We build political education spaces—in classrooms, in kitchens, in union halls, in prison yards—where the truth of imperialism’s decline and the promise of a multipolar world can be studied, debated, and shared. We connect the struggles: the Vietnamese worker resisting privatization, the Cambodian farmer defending their land, the U.S. warehouse worker striking against Amazon, the Black radical confronting the carceral state. Their enemies are intertwined. So must their struggles be.
We organize material solidarity. We stand against U.S. military bases abroad. We demand the closure of AFRICOM, PACOM, and every outpost of imperial occupation. We reject the demonization of China, of Russia, of any nation targeted by U.S. hegemony—not by uncritically endorsing their governments, but by standing against the right of empire to dictate any nation’s path.
And we fight to decolonize the mind. Every time a liberal pundit mourns the “loss” of U.S. influence, we remind them: it wasn’t yours to begin with. Every time a newspaper warns of “Chinese expansion,” we ask: compared to whose map, whose bombs, whose bases? Every time they fear a world no longer ruled from Washington, we ask: why should the world obey a power built on genocide, slavery, and theft?
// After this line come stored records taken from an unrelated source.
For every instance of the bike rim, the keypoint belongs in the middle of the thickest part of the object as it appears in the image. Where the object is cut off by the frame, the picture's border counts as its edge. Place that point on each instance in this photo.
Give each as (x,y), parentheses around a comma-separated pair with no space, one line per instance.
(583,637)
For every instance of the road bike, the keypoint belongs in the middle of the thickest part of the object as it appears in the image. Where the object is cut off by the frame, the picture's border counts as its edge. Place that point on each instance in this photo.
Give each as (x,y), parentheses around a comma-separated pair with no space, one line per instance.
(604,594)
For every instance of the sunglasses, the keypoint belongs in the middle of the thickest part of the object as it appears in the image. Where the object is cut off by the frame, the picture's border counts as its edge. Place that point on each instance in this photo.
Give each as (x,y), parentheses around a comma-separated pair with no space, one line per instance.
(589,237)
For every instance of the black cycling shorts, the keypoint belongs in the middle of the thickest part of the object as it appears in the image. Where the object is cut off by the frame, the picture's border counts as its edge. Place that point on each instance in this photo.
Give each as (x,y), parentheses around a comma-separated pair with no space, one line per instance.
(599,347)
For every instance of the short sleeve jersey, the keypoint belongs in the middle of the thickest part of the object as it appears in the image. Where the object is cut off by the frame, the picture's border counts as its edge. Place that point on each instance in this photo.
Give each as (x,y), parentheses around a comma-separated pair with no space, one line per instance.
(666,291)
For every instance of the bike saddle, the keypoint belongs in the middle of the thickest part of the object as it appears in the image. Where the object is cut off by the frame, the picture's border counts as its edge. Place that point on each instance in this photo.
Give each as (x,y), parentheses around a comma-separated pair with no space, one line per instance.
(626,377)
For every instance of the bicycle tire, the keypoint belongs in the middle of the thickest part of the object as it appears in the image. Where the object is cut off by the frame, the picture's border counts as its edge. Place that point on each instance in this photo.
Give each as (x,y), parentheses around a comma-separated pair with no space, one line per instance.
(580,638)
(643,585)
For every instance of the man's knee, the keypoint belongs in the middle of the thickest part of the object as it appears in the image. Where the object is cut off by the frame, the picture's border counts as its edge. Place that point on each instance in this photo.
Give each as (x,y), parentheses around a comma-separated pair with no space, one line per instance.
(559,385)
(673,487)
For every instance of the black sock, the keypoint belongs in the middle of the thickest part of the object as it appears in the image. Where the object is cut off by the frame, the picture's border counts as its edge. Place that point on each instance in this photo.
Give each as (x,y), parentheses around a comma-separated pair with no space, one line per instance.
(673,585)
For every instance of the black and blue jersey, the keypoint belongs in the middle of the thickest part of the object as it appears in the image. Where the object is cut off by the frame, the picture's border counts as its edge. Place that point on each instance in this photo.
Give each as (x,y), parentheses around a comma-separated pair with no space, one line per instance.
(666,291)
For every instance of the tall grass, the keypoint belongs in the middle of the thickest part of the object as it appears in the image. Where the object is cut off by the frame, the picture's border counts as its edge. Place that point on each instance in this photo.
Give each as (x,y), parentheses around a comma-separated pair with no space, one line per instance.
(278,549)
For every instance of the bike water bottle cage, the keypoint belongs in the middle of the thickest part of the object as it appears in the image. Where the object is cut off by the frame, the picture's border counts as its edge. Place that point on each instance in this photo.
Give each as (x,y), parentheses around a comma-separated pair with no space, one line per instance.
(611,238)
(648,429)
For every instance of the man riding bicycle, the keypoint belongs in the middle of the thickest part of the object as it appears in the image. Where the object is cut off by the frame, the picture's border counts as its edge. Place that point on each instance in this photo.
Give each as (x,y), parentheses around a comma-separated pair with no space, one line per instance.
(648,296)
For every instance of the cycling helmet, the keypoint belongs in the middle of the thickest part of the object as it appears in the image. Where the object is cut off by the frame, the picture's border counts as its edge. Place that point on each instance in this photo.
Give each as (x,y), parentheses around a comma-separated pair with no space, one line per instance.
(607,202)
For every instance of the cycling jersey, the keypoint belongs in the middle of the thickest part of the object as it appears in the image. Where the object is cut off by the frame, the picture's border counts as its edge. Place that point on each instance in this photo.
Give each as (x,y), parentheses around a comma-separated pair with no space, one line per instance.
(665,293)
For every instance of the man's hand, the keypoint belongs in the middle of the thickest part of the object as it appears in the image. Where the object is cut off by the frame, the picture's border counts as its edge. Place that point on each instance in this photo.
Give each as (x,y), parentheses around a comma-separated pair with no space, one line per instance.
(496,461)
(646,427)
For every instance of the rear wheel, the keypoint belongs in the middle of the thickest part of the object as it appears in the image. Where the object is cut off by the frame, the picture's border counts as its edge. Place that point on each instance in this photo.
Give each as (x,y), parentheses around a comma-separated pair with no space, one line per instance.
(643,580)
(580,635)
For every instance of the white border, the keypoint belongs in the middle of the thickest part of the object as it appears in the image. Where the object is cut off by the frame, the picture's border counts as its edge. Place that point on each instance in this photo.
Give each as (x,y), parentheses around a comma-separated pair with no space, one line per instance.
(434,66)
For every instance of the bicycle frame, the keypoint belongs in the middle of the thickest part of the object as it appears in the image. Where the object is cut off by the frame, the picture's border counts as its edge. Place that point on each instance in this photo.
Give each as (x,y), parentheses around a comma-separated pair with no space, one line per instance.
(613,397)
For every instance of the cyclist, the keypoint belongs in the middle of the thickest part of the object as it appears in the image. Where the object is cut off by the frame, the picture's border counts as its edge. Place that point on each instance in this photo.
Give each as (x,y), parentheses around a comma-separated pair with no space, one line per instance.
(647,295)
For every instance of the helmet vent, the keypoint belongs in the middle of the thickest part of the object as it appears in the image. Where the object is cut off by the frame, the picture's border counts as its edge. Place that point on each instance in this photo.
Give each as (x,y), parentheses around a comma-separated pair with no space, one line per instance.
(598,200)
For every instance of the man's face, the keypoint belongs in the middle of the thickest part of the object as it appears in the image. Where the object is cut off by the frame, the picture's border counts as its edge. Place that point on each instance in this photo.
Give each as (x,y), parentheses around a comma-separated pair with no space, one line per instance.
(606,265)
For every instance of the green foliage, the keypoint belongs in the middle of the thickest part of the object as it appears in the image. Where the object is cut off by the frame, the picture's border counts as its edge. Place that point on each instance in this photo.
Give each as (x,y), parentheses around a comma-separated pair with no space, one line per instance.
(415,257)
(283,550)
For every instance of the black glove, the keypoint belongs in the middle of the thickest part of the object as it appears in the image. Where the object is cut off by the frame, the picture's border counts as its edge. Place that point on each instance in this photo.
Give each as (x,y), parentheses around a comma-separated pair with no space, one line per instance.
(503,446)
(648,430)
Mao Zedong told us: the masses are not passive spectators of history. They are the makers of history. The Vietnamese Revolution wasn’t handed down from Paris or Moscow or Beijing—it was forged in the jungles, the rice paddies, the cities, by the people themselves. And that’s the lesson we carry forward: that every empire is mortal, that every narrative can be overturned, that every chain can be broken by those who refuse to accept them as permanent.
This isn’t just about Asia. It’s about all of us. About Palestine. About Haiti. About Sudan. About the barrios, the reservations, the ghettos, the favelas, the abandoned factories of the imperial core. We all stand in the shadow of empire. But we also stand in the blaze of its decline. And from that fire, we must forge the tools—not just to analyze, not just to explain—but to overthrow.
The New York Times may cling to its ghosts. But we carry our dead forward—not as specters, but as comrades, as teachers, as reminders that the struggle is not over, that the road is not closed, that the next victory is ours to win.